How would time travel affect causality? To be time travel, it would have to involve travel into the past which would mean an effect, arrival, preceding its cause, departure. This alone is enough to allow the first time travel paradox, circular causality, an earlier event both causing and caused by a later event. Anything else that happens depends on the nature of time.

In A Single Continuous Timeline
An effect precedes its cause, e.g., a time traveller arrives in the twenty-first century and will depart from the thirty-first century, although he experiences departure as preceding arrival.
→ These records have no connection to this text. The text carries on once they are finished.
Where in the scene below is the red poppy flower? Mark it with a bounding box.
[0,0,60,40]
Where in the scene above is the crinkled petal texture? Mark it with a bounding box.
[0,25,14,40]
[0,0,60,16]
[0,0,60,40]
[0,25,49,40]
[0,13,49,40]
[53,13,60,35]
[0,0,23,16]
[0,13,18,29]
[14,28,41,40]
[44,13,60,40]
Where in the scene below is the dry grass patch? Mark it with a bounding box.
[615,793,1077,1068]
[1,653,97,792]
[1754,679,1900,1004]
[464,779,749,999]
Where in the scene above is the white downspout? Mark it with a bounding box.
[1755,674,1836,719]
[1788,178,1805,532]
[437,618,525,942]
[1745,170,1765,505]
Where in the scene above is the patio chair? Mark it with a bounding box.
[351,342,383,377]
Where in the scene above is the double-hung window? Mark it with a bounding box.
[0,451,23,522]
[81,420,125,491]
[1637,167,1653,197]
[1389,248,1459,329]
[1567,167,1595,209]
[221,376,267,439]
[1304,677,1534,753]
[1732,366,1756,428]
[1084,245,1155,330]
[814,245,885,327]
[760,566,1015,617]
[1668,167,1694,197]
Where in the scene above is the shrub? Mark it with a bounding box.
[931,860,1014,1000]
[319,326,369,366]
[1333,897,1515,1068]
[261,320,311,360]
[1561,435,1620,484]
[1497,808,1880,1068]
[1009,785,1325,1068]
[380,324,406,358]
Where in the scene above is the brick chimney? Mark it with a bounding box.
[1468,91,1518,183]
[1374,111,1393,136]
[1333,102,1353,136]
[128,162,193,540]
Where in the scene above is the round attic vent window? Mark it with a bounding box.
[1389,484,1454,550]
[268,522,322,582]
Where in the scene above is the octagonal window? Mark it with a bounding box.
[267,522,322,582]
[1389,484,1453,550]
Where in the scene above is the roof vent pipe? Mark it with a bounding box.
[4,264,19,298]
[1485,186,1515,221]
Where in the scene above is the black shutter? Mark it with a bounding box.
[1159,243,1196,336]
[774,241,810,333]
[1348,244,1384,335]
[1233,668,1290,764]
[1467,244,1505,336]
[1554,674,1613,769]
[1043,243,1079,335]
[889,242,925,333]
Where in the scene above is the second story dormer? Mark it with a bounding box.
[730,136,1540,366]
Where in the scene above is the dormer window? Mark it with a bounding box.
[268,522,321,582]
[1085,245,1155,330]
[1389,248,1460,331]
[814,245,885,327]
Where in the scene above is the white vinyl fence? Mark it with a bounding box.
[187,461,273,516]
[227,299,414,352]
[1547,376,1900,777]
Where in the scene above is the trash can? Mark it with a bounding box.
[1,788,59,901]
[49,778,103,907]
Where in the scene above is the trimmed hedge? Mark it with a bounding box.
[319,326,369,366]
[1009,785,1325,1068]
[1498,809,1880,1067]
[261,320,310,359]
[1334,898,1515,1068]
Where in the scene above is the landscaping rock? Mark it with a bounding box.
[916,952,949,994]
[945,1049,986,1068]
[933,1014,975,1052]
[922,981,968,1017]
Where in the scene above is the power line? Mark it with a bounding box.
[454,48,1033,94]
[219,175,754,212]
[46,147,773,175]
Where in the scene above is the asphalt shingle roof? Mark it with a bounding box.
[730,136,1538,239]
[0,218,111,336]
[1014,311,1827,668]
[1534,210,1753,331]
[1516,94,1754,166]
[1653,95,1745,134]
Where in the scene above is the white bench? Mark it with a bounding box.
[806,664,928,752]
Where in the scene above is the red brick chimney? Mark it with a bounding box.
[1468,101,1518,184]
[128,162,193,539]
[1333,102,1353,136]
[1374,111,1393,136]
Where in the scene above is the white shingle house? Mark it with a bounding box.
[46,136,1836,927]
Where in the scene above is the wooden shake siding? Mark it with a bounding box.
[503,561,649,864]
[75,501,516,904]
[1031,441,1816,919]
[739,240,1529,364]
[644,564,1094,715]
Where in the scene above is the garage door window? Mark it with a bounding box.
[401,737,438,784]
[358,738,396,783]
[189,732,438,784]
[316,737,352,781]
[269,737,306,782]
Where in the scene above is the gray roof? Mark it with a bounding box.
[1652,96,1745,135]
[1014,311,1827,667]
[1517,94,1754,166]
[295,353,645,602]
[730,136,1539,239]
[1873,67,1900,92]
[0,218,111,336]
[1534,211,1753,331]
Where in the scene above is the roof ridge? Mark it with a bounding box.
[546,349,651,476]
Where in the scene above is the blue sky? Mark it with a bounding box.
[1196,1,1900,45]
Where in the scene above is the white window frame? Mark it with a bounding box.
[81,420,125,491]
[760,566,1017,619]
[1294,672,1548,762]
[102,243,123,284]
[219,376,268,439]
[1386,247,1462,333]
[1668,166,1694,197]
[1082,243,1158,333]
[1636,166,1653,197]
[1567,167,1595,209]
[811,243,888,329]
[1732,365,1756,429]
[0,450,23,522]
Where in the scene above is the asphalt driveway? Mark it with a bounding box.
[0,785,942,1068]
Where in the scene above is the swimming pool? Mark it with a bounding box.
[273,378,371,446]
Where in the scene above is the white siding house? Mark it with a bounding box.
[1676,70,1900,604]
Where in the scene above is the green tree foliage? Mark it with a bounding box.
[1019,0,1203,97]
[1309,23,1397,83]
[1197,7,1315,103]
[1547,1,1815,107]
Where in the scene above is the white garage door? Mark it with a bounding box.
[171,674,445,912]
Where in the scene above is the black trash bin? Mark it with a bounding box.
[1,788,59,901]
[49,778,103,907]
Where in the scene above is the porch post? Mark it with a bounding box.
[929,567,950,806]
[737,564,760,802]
In A Single Discontinuous Timeline
An effect prevents the event that would have been its cause, e.g., a time traveller with memories of having grown up in a thirty-first century civilization arrives in the twenty-first century but then prevents that remembered civilization from coming into existence. ("Memory" acquires a different or extended meaning.)

In Successive Timelines
An event in an earlier timeline causes an event in a later timeline, e.g., Neldorian time criminals from a timeline where Rome won the Second Punic War arrive in a timeline where they will help Carthage to win the Second Punic War. In this example, the words, "earlier" and "later," describe a temporal relationship between the two timelines, not a temporal relationship within either of the timelines.

I think that that covers most coherent options.